Context: Exploratory sizing only. For active requirements and implementation work, see the MegaContext PRD Index and the current task list in
TODO.md; this page illustrates a potential future deployment.
Long-term storage example: 24/7 robot (10 years)
Assumptions
- Sampling: 500 feature vectors / sec
- Feature size: 4,096-dim; stored as fp16 (2 bytes) unless noted
- Duration: 10 years ≈ 3.1536×10⁸ seconds ⇒
N = 500 × 3.1536×10⁸ ≈ 1.5768×10¹¹leaf vectors - Tree arity: 32→1 at each level (no overlap)
- Tree depth:
log₃₂(N) ≈ 8levels (root near level 8) - Node payload: one vector per node (same width as leaves, different precision per scenario)
| Scenario | Estimated storage | Interpretation |
|---|---|---|
| Raw leaves only (fp16) | ~1.29 PB | N × 4096 × 2 bytes |
| Full 32-ary tree at fp16 | ~1.33 PB | 32/31 overhead across all levels |
| Full tree, 8-bit everywhere | ~667 TB | Leaves 8-bit (~646 TB) + internal (~20.8 TB) |
| Pruned: 1% leaves @ 8-bit + all internal @ 8-bit | ~27 TB | Leaves 6.46 TB + internal 20.8 TB |
| Pruned + entropy coding (approx ×0.5) | ~13–14 TB | 3.2 TB leaves + 10.4 TB internal |
| Aggressive: 0.5% leaves @ 8-bit + entropy; internal @ 4-bit + entropy | ~6–8 TB | ~1.6 TB leaves + ~5.2 TB internal |
Key takeaways
- A full 32-ary tree only adds ~3.2% storage over leaves when stored at the same precision (factor 32/31); precision and pruning dominate total footprint.
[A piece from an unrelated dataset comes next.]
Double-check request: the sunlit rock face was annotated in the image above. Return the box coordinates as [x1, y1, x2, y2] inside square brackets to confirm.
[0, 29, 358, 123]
- With 8-bit quantization and reasonable pruning of raw leaves (e.g., keep only salient 0.5–1%), plus straightforward entropy coding, a decade of continuous 500 Hz, 4k-dim features compresses to single-digit TBs—practical for local SSD arrays.
- This makes a lifelong, high-bandwidth memory feasible: raw details can be recovered where preserved; elsewhere, multilevel gists maintain global context with the Working Context handling on-demand re-expansion.